If you are doing a lot of loading and shooting then they are worth the extra cost. If you only shoot a couple hundred rounds a year and don't mind relaxing a little bit as you load with a turret or single stage press then they aren't.
Back when I was shooting quite a bit I thought about getting a 550 but kept putting it off telling myself that I enjoy the peace and quiet time of sitting down at my turret press and punching out rounds one at a time so I never did buy one. Anymore I break up my loading duties in three or four steps. I'll size and deprime the cases and throw it into the tumbler for a day. Then I'll sit in front of the TV and prime all of the cases with a Lee hand priming tool. Then I'll get down to the press and automatic powder dispenser for the rest of it.
Jim is correct. You really have to shoot a lot to justify the cost.
I have some friends that travel year round to shoots all over the country and have several Dillons setup for each caliber they shoot. The whole family shoots, so they need the ability to load a lot in a short time.

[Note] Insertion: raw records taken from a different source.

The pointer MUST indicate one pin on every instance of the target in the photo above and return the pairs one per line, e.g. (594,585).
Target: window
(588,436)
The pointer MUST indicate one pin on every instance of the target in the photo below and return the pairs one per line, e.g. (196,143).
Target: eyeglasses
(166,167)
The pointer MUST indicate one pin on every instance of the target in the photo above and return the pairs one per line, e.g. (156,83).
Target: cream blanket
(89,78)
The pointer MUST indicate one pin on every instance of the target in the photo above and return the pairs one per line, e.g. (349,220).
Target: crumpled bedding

I don't shoot much competition anymore, except for Bulls Eye PISTOL. I shoot about 200 rounds per week of .38 in my match pistol. I reload with a RCBS turret tool and spend a couple of hours a week in a very relaxed atmosphere. When I was cowboy action shooting in competition, I shot a couple of thousand rounds per month in practice and matches. I used the same RCBS turret, just changed turret plates setup for different calibers. I could load everything I needed in about 3 to 4 hours a week. This includes case prep also
When my Dad and I shot ATA trap, we didn't reload for it. Dad owned a gun shop and we bought shotgun ammo by the case wholesale, so we didn't really need to reload for trap shooting.